Most of the cost of change is in impact analysis and determining how many other things are affected. The cost of change is more about the systems being changed than it is about the change itself. Please dont keep adding to the problem. |
This form requires the input of correlatable identifiers such as social security, home address and mobile phone numbers that could afterwards be duplicated and stored in as many as 8,300 or more different places, depending on how many different user databases we decide to create, ignore the unnecessary duplication of, or sell off to third-party aggregators we have no control over and dont have the resources or desire to monitor in any case. |
The Pareto Principle (80 percent of the output results from 20 percent of the input) may apply to the collectors of personally identifiable information (PII) management, i.e.,one out of five of the sites we share some PII with might be responsible for 80 percent of that PIIs proliferation.
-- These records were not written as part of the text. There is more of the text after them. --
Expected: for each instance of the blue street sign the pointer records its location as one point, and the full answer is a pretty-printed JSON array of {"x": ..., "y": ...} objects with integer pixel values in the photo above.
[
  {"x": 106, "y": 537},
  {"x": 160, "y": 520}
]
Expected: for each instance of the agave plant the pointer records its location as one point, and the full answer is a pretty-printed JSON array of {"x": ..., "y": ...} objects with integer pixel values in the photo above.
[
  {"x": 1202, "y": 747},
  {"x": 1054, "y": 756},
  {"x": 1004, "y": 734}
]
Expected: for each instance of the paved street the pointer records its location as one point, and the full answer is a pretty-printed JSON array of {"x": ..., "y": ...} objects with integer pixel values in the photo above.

Accordingly, enter any PII here at your own risk. |
As you might be able to guess from a post thats mostly a critique of existing software, this blog wont be about data science, per se. It will be about whats needed to make data science thrive. It will be about what it takes to shift the data prep burden off the shoulders of the data scientist and onto the shoulders of those wholl build data-centric systems that for the most part dont exist yet. It will be about new forms of data and logic management that, once in place, will be much less complicated and onerous than the old methods.
Most of all, this blog will be about how systems need to change to support more than narrow AI. All of us will need to do what we can to make the systems transformation possible, at the very least by providing support and guidance to true transformation efforts. On their own, systems wont change the way we need them to, and incumbents on their own certainly wont be the ones to change them.